Dr. Mae King "paved the way for a generation of Black political scientists generally, and Black female political scientists particularly", Sherri L. Wallace et al. wrote and that she "has made a significant contribution to the modern Black Liberation Movement, and to other fields of study, including African studies, Black studies, and Black women's studies. King’s article, “Oppression and Power: The Unique Status of the Black Woman in the American Political System,” (Social Science Quarterly, 1975) is one of the classics in field of political science and widely anthologized.
King is the namesake for an award given by the Association for the Study of Black Women in Politics. Each year, the Mae C. King Distinguished Paper Award on Women, Gender, and Black Politics recognizes "the best paper presented by a political scientist on women, gender and Black Politics at a national or regional Political Science conference in the past academic year".
Her pioneering spirit and guidance led her, in 1970, to work with other African American political scientists including, Dr. Jewel Prestage, to found the National Conference of Black Political Scientists.

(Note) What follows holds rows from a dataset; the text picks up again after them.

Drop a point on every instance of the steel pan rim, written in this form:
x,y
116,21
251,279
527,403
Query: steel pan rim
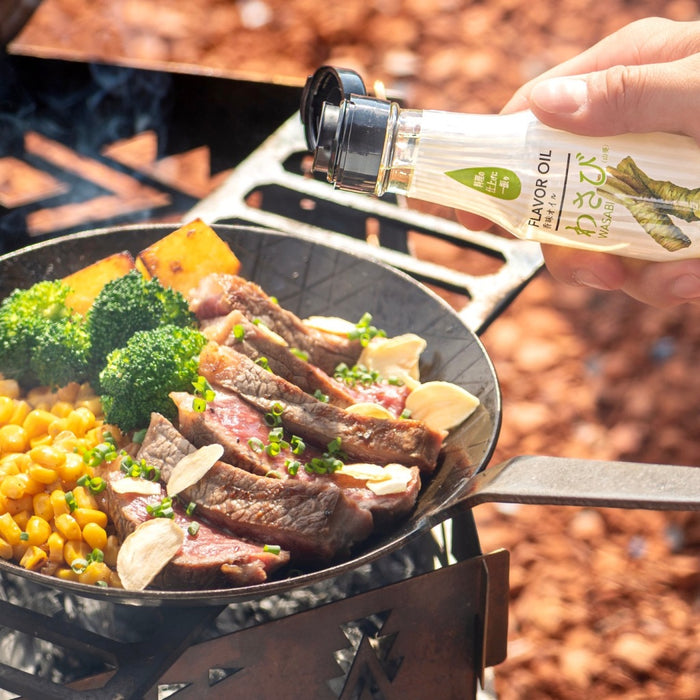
x,y
222,596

Dr. King was a former President of the International Association of Black Professionals in International Affairs and VicePresident of the African Heritage Studies Association.
During the late 1950s and early 1960s, she was trained by the Southern Christian Leadership Conference in nonviolent direct action. King fought in the civil rights movement, while a student at Bishop College, Marshall, Texas. She received her Ph.D. in political science from the University of Idaho in 1968.

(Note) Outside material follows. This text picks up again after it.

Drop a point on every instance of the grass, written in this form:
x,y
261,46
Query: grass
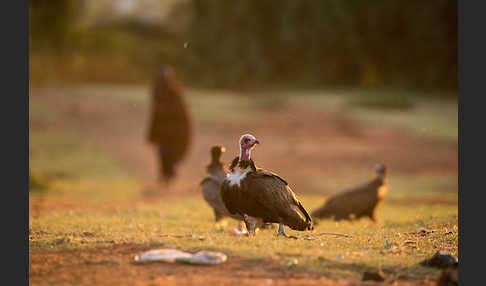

King is widely known in political science academic circles, both in the US and internationally, for her extensive research and teaching in the areas of African foreign policy and development, and Nigerian local government. In addition to teaching Political Science at Howard University, she taught political science for fourteen years while an Associate Professor at the University of Benin, Benin City, Nigeria, and served as a Visiting Scholar at The Johns Hopkins University’s School of International Studies. Early in her career, she was on the faculty of Texas Southern University. Dr. King has published many articles in scholarly journals. Her seminal works include Localism and Nation Building (Spectrum Books, 1988), and Basic Currents of Nigerian Foreign Policy (Howard University Press, 1996).
She will be mourned by family, friends, colleagues, and many students, both in the United States and in Nigeria.